Certes, l'élection du 11 au 15 avril n'était pas un modèle du genre «d'exercice démocratique». L'Union européenne l'a commentée avec sévérité. Et le suspense était des plus faibles. Les principaux rivaux du «raïs» avaient renoncé à se présenter: ils dénonçaient avec vigueur les risques de fraudes. Des ONG de défense des droits de l'homme ont d'ailleurs diffusé sur Youtube des vidéos qui attestent, selon elles, de manipulations sur grande échelle des résultats. Avant même que le scrutin ne soit organisé, les jeux étaient déjà faits.

Comment organiser un scrutin sérieux dans un pays en guerre? Au Darfour, région grande comme la France, le régime de Khartoum continue à affronter des mouvements rebelles. Ce conflit a fait plus de 300.000 morts et provoqué le déplacement de plus de 2 millions de personnes, selon les Nations unies.

L'enjeu est ailleurs

Dans le Sud, l'heure n'est pas à la contestation. Le principal mouvement d'opposition, l'ex-rébellion sudiste, l'Armée-mouvement de libération des Peuples du Soudan (SPLA-M) s'était engagée, avant le scrutin, à ne pas en contester les résultats. Car, pour elle, l'issue était connue d'avance. Et l'enjeu principal n'est pas là. L'essentiel n'est pas cette parodie d'élection, même si c'est le premier scrutin pluraliste depuis vingt-cinq ans.
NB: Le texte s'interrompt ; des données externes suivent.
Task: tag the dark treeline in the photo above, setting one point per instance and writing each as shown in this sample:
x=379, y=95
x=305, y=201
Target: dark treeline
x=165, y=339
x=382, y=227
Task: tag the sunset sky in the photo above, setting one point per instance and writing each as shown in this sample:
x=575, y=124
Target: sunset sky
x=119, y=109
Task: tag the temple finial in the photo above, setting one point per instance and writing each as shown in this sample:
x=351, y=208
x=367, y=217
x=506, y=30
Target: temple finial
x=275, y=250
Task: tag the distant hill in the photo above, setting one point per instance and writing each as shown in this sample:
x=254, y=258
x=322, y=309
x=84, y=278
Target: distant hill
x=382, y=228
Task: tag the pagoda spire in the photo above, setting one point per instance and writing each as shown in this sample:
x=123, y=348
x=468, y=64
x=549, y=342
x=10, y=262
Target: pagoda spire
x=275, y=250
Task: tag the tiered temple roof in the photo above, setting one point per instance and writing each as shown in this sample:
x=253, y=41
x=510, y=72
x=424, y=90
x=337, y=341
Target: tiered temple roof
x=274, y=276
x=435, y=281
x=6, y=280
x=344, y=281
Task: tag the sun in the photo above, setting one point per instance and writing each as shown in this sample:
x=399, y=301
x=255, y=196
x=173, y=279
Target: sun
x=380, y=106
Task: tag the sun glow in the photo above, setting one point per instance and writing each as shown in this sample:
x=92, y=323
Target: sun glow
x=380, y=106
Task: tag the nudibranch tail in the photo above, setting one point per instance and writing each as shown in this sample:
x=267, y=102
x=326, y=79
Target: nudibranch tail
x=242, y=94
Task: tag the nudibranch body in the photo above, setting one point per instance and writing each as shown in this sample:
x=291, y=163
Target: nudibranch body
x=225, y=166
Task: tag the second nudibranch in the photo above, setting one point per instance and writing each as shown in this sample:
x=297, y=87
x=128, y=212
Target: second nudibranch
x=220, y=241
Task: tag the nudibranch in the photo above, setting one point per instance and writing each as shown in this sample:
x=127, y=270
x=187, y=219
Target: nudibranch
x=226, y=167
Mais ce scrutin est le préalable à l'organisation d'un référendum d'autodétermination pour l'indépendance du Sud Soudan.

Dès son élection acquise, le président Omar el Béchir a d'ailleurs confirmé son intention d'organiser cette consultation en janvier 2011. Son issue fait peu de doute. Le Sud devrait voter pour son indépendance. La guerre entre le régime de Khartoum et la partie méridionale du Soudan a duré plus de vingt ans. Entre 1983 et 2005 (année de la signature des accords de paix), elle a fait plus d'un million de morts.

Scott Gration, émissaire spécial des Etats-Unis pour le Soudan évoque tout de go cette marche vers la partition: «Il est très probable que le Sud va choisir l'indépendance. Je ne vois pas le Nord envahir à nouveau le Sud et recommencer la guerre. Il y a de grandes chances pour que le Sud obtienne un divorce civil plutôt qu'une guerre civile.»

Des infrastructures inexistantes

Si l'issue du scrutin fait peu de doute, l'avenir de ce nouveau pays paraît bien incertain. Ainsi le magazine américain Time s'inquiète en constatant que Juba, la capitale du Sud, ne possède pas de téléphone (hors des portables), pas de transports publics et d'industries. Et que certains «locaux ministériels» sont constitués de «containers de bateaux». «Comment le Sud Soudan peut-il devenir un Etat indépendant s'il possède si peu de ce qui en constitue les attributs? Beaucoup d'experts en développement présents à Juba se posent la question», souligne le Time.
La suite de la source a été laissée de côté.